You are viewing a plain text version of this content. The canonical link for it is here.
Posted to dev@hop.apache.org by Matt Casters <ma...@neo4j.com.INVALID> on 2022/02/25 14:12:22 UTC

[DISCUSS] Apache VFS & Authentication

Dear Hoppists,

Once in a blue moon the topic of authentication against Apache VFS
protocols comes up again.
The issues discussed focus on a number of different requirements that come
up during discussions in various forms on the chat channels and elsewhere.

* It should be possible to use non-system level variables when configuring
VFS features.  This is because we don't expose any IVariables objects into
the various HopVfs calls that resolve FileObjects, InputStream/OutputStream
and so on.  Important features should be configurable through a standard
environment configuration file to match our lifecycle management vision.

* We should be able to tie the authentication of VFS file systems against
the Authentication Provider plugins which are already present in Apache Hop
but go unused.  For example if we have a secure FTP target and we want to
authenticate using a secure key we should be able to provide that key and
use that to authenticate against a certain hostname.

* It should be possible to authenticate differently to several systems in
the same project or environment.  For example it should be possible to
authenticate to different hdfs:// servers at the same time or use multiple
Amazon s3:// accounts at the same time.  This would allow us to transfer
data from one account to another for example.
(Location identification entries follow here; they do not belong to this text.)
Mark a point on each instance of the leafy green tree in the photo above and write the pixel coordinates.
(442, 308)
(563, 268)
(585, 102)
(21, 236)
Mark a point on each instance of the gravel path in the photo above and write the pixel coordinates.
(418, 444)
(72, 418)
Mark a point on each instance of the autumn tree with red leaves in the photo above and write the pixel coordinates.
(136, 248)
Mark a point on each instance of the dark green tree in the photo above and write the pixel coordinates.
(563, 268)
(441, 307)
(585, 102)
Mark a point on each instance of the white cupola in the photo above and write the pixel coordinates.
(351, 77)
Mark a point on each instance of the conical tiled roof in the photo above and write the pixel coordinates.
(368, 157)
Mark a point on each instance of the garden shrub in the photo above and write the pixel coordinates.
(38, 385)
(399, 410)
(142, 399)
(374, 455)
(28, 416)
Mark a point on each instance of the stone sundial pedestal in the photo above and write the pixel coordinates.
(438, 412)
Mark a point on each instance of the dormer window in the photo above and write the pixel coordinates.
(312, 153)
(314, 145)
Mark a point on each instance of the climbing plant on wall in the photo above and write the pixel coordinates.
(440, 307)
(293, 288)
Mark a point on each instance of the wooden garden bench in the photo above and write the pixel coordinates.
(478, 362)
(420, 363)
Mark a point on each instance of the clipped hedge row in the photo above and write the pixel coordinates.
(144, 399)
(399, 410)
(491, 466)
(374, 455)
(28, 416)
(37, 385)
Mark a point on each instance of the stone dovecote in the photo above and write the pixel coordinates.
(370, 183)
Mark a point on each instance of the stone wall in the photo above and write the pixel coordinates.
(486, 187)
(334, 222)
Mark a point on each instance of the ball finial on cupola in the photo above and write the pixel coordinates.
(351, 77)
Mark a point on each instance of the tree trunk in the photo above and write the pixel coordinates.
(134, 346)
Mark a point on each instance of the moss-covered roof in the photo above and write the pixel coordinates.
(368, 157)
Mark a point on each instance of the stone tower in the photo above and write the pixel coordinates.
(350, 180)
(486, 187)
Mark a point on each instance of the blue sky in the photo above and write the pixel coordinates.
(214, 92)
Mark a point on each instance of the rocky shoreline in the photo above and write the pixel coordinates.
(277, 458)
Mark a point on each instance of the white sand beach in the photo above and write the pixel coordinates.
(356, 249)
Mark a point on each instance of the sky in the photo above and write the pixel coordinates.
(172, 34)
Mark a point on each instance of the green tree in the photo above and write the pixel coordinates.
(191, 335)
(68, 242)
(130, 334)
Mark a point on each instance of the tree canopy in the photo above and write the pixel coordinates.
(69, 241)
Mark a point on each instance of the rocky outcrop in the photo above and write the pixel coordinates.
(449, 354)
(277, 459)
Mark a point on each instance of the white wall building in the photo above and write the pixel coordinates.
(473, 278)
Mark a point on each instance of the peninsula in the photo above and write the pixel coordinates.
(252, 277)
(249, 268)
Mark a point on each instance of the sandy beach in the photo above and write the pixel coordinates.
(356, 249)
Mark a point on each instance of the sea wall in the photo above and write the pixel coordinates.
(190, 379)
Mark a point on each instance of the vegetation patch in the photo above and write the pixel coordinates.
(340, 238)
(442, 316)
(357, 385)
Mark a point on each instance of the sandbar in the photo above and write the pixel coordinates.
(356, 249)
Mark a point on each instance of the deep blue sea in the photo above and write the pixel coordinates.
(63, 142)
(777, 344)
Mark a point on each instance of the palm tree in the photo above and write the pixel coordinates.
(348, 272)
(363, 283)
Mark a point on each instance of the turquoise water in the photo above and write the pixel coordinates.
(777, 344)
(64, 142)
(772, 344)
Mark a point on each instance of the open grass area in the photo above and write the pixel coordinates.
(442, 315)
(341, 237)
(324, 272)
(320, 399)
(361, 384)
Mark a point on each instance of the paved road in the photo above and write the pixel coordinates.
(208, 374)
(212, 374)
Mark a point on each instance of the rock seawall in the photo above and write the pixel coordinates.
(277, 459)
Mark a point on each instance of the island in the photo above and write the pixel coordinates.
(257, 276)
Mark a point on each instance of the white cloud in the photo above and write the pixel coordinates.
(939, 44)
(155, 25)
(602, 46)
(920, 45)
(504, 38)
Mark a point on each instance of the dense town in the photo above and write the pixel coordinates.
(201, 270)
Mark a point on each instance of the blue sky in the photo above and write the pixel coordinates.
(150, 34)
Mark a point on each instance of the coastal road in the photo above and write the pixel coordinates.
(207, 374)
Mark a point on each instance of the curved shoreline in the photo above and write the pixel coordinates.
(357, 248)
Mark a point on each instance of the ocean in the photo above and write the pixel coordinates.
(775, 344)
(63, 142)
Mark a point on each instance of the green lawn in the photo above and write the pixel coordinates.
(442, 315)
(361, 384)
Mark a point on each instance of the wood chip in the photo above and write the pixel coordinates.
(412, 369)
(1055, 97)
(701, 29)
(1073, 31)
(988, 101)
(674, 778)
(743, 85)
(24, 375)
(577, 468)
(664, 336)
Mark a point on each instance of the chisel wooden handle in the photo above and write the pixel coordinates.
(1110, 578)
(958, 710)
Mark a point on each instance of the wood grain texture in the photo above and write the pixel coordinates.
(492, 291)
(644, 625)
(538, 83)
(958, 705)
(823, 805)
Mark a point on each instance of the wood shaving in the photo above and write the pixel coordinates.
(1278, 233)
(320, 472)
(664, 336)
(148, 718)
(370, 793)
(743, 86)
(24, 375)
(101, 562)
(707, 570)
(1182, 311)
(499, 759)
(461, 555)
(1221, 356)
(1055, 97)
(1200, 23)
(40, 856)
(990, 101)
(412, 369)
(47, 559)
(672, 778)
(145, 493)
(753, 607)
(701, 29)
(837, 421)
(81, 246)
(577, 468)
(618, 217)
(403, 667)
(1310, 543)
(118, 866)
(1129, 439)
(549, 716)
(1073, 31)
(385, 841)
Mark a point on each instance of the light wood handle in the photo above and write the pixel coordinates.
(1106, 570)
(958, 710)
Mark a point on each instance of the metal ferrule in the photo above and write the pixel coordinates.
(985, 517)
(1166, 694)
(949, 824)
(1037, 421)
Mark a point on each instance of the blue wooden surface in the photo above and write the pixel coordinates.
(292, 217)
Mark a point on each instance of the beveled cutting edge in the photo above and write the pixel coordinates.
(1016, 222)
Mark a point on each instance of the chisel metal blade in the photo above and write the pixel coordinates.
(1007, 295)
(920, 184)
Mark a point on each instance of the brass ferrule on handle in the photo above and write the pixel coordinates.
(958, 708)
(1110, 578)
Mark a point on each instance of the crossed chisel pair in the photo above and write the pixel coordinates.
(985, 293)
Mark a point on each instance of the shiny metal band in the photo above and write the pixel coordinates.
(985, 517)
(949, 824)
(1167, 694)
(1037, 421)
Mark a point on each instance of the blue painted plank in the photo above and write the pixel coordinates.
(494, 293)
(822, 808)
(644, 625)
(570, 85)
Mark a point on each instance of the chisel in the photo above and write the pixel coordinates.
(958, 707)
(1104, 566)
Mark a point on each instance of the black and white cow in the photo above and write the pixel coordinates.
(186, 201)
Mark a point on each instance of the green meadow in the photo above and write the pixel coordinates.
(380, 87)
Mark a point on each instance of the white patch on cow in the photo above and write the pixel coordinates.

* It should be possible to create symbolic links through our VFS driver
usage where we map one folder to another hiding the implementation
details.

See also: https://issues.apache.org/jira/browse/HOP-3795

Architecturally I think that what this means is that we first need to
create Authentication metadata elements which use the Authentication
Provider plugins.

https://issues.apache.org/jira/browse/HOP-3796

After that we can use those authentication provider metadata elements to
make it super easy to configure VFS authentication simply by pointing to
whichever method we want to use.  We can do that in Hop VFS Authentication
metadata elements.

Technically what this means is that almost 1000 method uses of class HopVfs
need to be fed the appropriate IVariables and IHopMetadataProvider instance
at the location where the method is used (the lowest level possible).  This
sounds like a lot of work but I feel like that we should get this out of
the way sooner rather than later since the topic just keeps coming back.
The idea that nobody else out there is doing even remotely like it is not a
deterrent, it's an incentive :-)

I would love to hear your ideas and check if anyone else had any
requirements that we should take into account.

Thanks in advance,

Matt

Re: [DISCUSS] Apache VFS & Authentication

Posted by Matt Casters <ma...@neo4j.com.INVALID>.
So indeed I know cases as well where a company has over 30 FTP accounts to
access.

My idea was to have them all listed as VFS Authentication metadata objects
and that you could shield the technical details in the metadata with a
physical to logical mapping. Maybe it could be a new VFS driver like
link://ftp1/ which maps to ftp://user:pass@server1:/somefolder essentially
protecting you from changes like IP address or authentication.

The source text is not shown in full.